Essas foram as palavras do assiriólogo George Smith logo após traduzir uma passagem desta tábua de argila no Museu Britânico no início da década de 1870. Segundo relatos, o que ele leu foi tão surpreendente que, segundo um autor, “ele levantou-se e começou a andar pela sala, extremamente agitado, e, para a surpresa de todos, começou a se despir!”.

A tábua foi escavada alguns anos antes no sítio de Nínive (atual Mosul, no Norte do Iraque), encontrada no palácio do grande rei assírio Assurbanipal que reinou de 668 a 631 a.C. Este rei, além de ser um conquistador, também era um estudioso. Ele encomendou cópias de obras literárias e científicas que se encontravam nas bibliotecas da Mesopotâmia para criar sua própria coleção pessoal. Atualmente, mais de 30.000 tábuas dessa coleção se encontram no Museu Britânico e esses documentos representam alguns dos textos cuneiformes mais bem feitos que sobreviveram ao longo do tempo. A Tábua do Dilúvio é um bom exemplo disso.

Figura 1: A Tabuleta do Dilúvio (século VII a.C.), exposta no Museu Britânico, que faz parte da Tábua XI da Epopeia de Gilgamesh. (A história do dilúvio está registrada no verso da tábua.) Imagens: Tabuleta K.3375 © The Trustees of the British Museum. Usado sob licença Creative Commons (CC BY-NC-SA 4.0).

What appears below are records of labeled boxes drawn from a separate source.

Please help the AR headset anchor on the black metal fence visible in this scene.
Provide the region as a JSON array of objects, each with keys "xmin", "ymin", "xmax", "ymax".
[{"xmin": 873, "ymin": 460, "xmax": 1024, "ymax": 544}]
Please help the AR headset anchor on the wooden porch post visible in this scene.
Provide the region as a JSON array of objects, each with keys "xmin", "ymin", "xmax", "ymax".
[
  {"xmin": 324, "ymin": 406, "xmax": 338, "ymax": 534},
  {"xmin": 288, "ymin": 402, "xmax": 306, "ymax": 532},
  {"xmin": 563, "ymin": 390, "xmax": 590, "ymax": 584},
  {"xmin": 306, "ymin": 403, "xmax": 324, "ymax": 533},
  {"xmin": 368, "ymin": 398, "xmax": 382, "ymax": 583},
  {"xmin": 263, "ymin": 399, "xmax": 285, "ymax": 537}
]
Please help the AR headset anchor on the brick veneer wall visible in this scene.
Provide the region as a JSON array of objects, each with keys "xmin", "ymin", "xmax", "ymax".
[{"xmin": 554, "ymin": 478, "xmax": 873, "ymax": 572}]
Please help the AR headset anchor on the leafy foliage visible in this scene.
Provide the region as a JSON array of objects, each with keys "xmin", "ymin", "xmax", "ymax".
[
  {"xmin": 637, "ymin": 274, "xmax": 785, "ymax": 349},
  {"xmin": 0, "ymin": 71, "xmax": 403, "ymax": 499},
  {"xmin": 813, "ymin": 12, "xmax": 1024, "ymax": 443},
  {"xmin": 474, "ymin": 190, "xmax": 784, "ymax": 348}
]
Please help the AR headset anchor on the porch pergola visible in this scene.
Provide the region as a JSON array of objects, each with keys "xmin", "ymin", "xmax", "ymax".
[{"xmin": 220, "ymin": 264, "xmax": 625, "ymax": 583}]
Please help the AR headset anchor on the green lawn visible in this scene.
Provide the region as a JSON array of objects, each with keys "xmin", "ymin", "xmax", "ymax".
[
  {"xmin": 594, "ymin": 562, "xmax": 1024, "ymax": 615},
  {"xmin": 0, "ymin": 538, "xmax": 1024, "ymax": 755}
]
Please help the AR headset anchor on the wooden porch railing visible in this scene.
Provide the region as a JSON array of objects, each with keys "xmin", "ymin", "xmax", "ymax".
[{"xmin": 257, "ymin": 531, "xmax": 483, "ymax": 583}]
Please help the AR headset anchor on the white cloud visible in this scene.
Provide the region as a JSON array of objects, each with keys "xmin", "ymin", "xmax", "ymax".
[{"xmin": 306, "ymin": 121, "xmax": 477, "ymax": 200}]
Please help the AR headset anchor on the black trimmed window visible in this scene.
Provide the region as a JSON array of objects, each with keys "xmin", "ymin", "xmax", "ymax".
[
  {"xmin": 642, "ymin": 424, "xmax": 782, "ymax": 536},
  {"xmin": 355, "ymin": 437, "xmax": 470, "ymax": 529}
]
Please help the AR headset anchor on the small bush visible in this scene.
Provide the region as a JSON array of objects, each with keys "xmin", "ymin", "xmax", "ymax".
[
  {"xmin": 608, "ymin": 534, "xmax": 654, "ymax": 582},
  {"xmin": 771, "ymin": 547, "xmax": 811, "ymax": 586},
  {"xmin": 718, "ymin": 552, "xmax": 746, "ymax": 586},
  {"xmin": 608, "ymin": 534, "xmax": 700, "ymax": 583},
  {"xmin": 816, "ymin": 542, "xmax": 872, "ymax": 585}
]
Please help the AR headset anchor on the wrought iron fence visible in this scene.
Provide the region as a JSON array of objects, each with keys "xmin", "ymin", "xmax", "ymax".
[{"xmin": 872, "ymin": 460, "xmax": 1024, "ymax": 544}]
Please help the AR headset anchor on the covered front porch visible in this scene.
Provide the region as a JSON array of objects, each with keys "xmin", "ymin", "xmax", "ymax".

Como você pode ver na imagem (fig. 1) a Tábua (que infelizmente está quebrada) contém uma coluna e meia de texto na frente com mais uma coluna e meia na parte de trás. Originalmente, ela teria três colunas de cada lado (semelhante a tábua parcialmente restaurada na figura 2), com o tamanho total sendo mais ou menos igual ao de um tablet moderno. Na antiga Mesopotâmia, os capítulos das histórias eram registrados em tábuas de argila de forma separada e as duas copias das fotos contém os registros do 11˚ e do penúltimo capítulo da famosa Epopeia de Gilgamesh.

Figura 2: Outra versão da Tábua XI da Epopeia de Gilgamesh no Museu Britânico. Imagem: Tábua K.4486 © The Trustees of the British Museum. Usado sob licença Creative Commons (CC BY-NC-SA 4.0).

A Epopeia de Gilgamesh é uma narrativa impressionante e atemporal que aborda temas como orgulho, amor, perda e a busca pelo propósito da vida. Depois de sofrer com a morte de seu amigo Enkidu e temer por sua própria morte, Gilgamesh embarca no segundo ato da epopeia, isto é, em uma jornada para encontrar o único homem conhecido por ter obtido a vida eterna, a saber: Uta-napishti. Após uma longa e difícil busca, Gilgamesh finalmente o encontra, e este, lhe revela o segredo de como ele havia conseguido a vida eterna. Essa história, dentro de outra ainda maior, ocupa boa parte do 11˚ capítulo da Epopéia. O trabalho de George Smith, em redescobrir essas tábuas, causou bastante comoção na Grã-Bretanha vitoriana, ao redor do mundo e sem dúvida, continua comovendo as pessoas em nossos dias.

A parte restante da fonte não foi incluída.